Book Review: The subtle art of not giving a fk
random
Background
This is an interesting book I read recently, I found it addresses a lot of “mental” or “emotional” problems for me
Since COVID, I have felt like I am kind of like falling into a death spiral of a victim mindset. Since life treats me so shit and everything is off track, how else can I be happy? This book isn’t encouraging me to be positive/be happy that kinds of bullshit [Not i don’t want to, but how, logically], instead it invites me to review my values
To keep things short, the biggest gains from this books for me are:
- Things suck and shits happen, it is not [necessarily] our fault, but we have full responsibility to fix it. Remember, not your fault, but it is your responsibility
- Purse happiness is superficial, we will not satisfy with what we have.

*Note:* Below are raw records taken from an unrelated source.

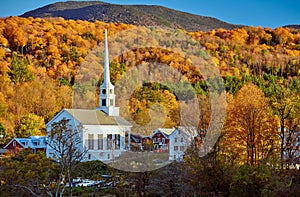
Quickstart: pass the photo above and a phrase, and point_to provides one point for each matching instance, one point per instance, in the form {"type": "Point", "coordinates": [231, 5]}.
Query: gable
{"type": "Point", "coordinates": [89, 117]}
{"type": "Point", "coordinates": [13, 144]}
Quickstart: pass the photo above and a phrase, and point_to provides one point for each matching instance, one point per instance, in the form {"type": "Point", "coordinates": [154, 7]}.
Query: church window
{"type": "Point", "coordinates": [109, 142]}
{"type": "Point", "coordinates": [117, 141]}
{"type": "Point", "coordinates": [91, 141]}
{"type": "Point", "coordinates": [100, 141]}
{"type": "Point", "coordinates": [103, 102]}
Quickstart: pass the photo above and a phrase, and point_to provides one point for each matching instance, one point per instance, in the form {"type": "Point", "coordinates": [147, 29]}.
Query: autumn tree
{"type": "Point", "coordinates": [30, 125]}
{"type": "Point", "coordinates": [2, 135]}
{"type": "Point", "coordinates": [19, 71]}
{"type": "Point", "coordinates": [250, 131]}
{"type": "Point", "coordinates": [285, 104]}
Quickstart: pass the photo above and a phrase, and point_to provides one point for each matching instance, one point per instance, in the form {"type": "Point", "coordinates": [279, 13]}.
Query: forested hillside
{"type": "Point", "coordinates": [141, 15]}
{"type": "Point", "coordinates": [260, 67]}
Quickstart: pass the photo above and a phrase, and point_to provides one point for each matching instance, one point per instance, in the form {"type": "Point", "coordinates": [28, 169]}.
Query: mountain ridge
{"type": "Point", "coordinates": [142, 15]}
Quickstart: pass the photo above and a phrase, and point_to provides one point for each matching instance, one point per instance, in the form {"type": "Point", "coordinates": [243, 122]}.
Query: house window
{"type": "Point", "coordinates": [181, 148]}
{"type": "Point", "coordinates": [100, 141]}
{"type": "Point", "coordinates": [91, 141]}
{"type": "Point", "coordinates": [109, 141]}
{"type": "Point", "coordinates": [175, 148]}
{"type": "Point", "coordinates": [103, 102]}
{"type": "Point", "coordinates": [117, 141]}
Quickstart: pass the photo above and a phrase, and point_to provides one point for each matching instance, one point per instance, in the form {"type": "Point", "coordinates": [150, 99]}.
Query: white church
{"type": "Point", "coordinates": [102, 130]}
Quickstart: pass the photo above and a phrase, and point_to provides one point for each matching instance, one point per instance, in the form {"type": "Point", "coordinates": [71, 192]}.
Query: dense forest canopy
{"type": "Point", "coordinates": [40, 59]}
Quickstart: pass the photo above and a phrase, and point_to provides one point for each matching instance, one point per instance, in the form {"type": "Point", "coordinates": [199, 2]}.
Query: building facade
{"type": "Point", "coordinates": [102, 130]}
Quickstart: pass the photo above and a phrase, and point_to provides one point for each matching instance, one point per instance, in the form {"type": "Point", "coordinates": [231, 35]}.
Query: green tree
{"type": "Point", "coordinates": [27, 174]}
{"type": "Point", "coordinates": [64, 143]}
{"type": "Point", "coordinates": [250, 181]}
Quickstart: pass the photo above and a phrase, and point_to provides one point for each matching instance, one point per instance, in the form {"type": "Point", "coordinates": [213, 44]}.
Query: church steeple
{"type": "Point", "coordinates": [107, 95]}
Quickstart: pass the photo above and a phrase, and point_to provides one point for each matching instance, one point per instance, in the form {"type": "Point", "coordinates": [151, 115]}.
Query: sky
{"type": "Point", "coordinates": [265, 13]}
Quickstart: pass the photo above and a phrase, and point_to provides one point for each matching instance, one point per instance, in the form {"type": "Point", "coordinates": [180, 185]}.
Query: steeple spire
{"type": "Point", "coordinates": [106, 61]}
{"type": "Point", "coordinates": [107, 96]}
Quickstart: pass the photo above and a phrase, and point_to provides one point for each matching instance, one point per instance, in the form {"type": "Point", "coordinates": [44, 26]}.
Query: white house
{"type": "Point", "coordinates": [102, 130]}
{"type": "Point", "coordinates": [35, 143]}
{"type": "Point", "coordinates": [179, 140]}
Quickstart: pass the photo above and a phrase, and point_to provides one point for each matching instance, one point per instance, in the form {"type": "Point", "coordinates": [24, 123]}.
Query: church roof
{"type": "Point", "coordinates": [96, 117]}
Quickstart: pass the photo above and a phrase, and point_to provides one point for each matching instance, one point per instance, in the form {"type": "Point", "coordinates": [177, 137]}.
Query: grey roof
{"type": "Point", "coordinates": [96, 117]}
{"type": "Point", "coordinates": [30, 142]}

Instead, choose your struggle/pain because 1.) it is unavoidable 2.) it is the root source of true happiness
- Emotions are just the feedbacks generated from our value system and reality, we shouldn’t ignore negative emotions, because it hints our value and reality may have some gaps
- Life is limited, don’t give a shit to unimportant things or challenges on the road, give the fk to the selected battles!
Summary of some chapters
Some core messages from the book force me to think for a while
- what are the things you give a fk?
- There are only a handful of things that are worth our time
- Everyone will die some days mean we can’t choose infinite things to give a shit
- Realise life is a form of suffering but sometimes fun
- The reality is there is shit everywhere, accept things suck sometimes/most of the time
- Happiness is not the equation, if X then Y doesn’t work
- human is made to be dissatisfied, you won’t satisfy with what you have, that’s the feature not a bug
- True happiness occurs only when you find the problems you enjoy having and enjoy solving
- So, choose your struggle, solve problems and be happy
- solve problems come with pain, hence pain is the source of happiness
- real, serious, lifelong fulfillment and meaning have to be earned through the choosing and managing of our struggles
- Two common traps for people: Denial and victim mentality
- denial: deny the problems exist => hide => make a bigger problem
- victim: blame others for the problem => quick high => nth change
- Emotions are just feedback signals of our value system toward reality
- negative emotions are a call to action!
- if we don’t act/solve the problem, we will be unhappy
- Admit that we are just normal people, not special, and shouldn’t be entitled
- we are pretty avg at most of the things for most of us
- Great is from improvement, growth mindset, anti-entitlement
- Acceptance of this frees us to accomplish more, we are not special, but we can improve
- Change our metrics and value system
- shitty values
- pleasure/quick high
- superficial pleasures end up more anxious and depressed instead
- common in today’s marketing
- material success
- After a certain threshold, $ isn’t the most important factor [BUT they are very important still!]
- Always be right
- prevent from learning from mistakes, be humble, please
- Staying positive
- Deny negative emotions when things suck only leads to prolonged negative emotions
- pleasure/quick high
- good values
- reality-based
- socially constructive
- immediate and controllable, under your own control, eg: popularity isn’t
- examples
- honesty, innovation, vulnerability, standing up, self-respect, curiosity, charity, humility, creativity
- shitty values
- The 5 values that this book focuses on/recommend
- responsibility
- Know the difference b/w fault and responsibility
- Shits happen, not your fault, but it is your responsibility to get shit right
- uncertainty
- Accept the fact that you don’t know a lot, remain open-minded
- failure
- Adopt the mindset that failure is good learning, it is just feedback from reality and we can learn from it
- rejection
- Reject and stay focused, not always choosing, this liberates us from choices!
- contemplation of one’s own mortality
- Remember physical self will die! What do your conceptual self want to do then?